Visceral limbic feelings leads to loyalty. WHATs such as product, services, features are not WHYs and don’t lead to loyalty. WHATs are a proof of WHY.

Hire people who believe what you believe. The Celery Test is the power to filter decisions through your why. You can go to conferences, read books, get guidance and advice, but if it doesn’t align with your why, you’re wasting energy, time, and money.

TIVO failed because they were about WHATS – what their product did, what services they provided, etc. They used WHAT marketing rather than WHY marketing in order to rationalize the appeal of their product, leading to low sales. Sirius is another company that used the same tactics.

Partnerships are composed of WHY and HOW people. This type of relationship works because they WHY people have the vision, and the HOW people create a track to execute that vision.

Example of a WHY and HOW partnership that was incredibly successful is the Disney brothers relationships. Roy is the older, more practical brother who understood economics, business and finances, whereas Walt is the visionary who was always imaginative, optimistic and had his head in the clouds.


It’s important to have a WHY because WHATs never stay stagnant, especially in this technological era. Services, product features, price, etc. are constantly updated, but the vision, meaning and philosophy are inherent and don’t budge.

Anyone can be loud and have energy, but not everyone can be clear. Being loud to me is analogous to social media use in our current generation. On the exterior you can have fancy cars, perfect unblemished skin, a thicc booty and a 6 pack but clarity and why comes from the inside – it’s deep, never changing, and not fleeting.

Sinek describes the following leaders as being clear and having charisma, not just being loud: Dr. King, Bill Gates, Steve Jobs. Being loud rallies people, but clarity and charisma inspires.
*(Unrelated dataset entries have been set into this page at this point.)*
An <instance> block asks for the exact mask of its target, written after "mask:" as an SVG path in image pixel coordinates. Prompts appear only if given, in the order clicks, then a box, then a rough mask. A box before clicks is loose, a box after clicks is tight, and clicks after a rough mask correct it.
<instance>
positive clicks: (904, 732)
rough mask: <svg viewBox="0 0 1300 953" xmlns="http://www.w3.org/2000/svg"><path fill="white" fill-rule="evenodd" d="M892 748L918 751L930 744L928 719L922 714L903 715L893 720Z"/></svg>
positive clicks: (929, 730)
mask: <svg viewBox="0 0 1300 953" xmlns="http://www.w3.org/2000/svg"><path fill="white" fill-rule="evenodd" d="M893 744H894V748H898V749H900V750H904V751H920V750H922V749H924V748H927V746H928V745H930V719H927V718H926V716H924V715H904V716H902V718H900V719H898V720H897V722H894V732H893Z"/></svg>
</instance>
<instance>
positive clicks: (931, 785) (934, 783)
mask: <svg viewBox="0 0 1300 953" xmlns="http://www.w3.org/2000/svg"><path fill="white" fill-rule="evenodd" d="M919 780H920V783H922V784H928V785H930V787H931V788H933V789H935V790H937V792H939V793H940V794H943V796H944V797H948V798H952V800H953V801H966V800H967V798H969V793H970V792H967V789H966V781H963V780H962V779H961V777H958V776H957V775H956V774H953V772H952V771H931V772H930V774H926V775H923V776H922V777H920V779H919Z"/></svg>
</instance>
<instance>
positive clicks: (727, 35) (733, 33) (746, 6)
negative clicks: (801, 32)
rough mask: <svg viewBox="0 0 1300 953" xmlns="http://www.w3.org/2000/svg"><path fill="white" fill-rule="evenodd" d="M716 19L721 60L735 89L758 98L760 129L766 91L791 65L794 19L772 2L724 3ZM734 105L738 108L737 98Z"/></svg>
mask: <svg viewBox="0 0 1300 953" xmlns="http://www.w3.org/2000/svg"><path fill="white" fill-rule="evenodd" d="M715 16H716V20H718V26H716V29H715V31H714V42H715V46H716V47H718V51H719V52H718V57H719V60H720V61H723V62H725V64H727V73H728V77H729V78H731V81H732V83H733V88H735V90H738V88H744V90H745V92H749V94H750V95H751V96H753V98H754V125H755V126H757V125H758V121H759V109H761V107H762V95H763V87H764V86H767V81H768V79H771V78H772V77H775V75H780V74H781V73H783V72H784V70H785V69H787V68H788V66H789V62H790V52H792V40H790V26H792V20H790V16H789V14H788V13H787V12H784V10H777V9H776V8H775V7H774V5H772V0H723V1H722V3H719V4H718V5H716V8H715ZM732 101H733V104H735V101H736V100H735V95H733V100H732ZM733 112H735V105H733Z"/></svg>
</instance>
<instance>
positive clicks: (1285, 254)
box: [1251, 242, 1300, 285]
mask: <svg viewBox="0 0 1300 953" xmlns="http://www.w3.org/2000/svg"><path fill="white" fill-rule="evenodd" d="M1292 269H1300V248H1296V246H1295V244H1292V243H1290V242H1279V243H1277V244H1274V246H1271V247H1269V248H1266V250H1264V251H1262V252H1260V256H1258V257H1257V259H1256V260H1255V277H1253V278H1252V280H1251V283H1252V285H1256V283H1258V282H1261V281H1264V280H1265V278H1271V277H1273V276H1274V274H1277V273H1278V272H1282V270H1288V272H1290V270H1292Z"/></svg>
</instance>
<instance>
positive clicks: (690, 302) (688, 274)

This book is important. It’s made me realize why I have’t attained ‘success’ yet. Essentially, I haven’t developed and expressed a clear Why. Am I a how person or a why person? I think I’m a why person who has been trying to be a how person. I’m trying to learn too many different skills in order to execute a blurry vision. I have to stop, focus, and develop a solid vision. In Tom’s interview with Tai Lopez seen here: https://impacttheory.com/episode/tai-lopez/ he talks about having a tombstone goal. Create a tombstone goal and reverse engineering that – if I want the end of my life at age 90 to look like this, this and this, then I have to do these following things by age 80, and so on and so forth. Not only did this book highlight the importance of having a clear vision, it also helped me understand the difference between being loud versus being clear. Charisma and confidence is exuded by people that are steadfast in what they believe in. They derive power and strength by having a crystal clear vision, not by being the loudest around. Loud people eventually run out of steam, whereas people with charisma and clarity are more consistent because the message they deliver and their philosophy does not alter.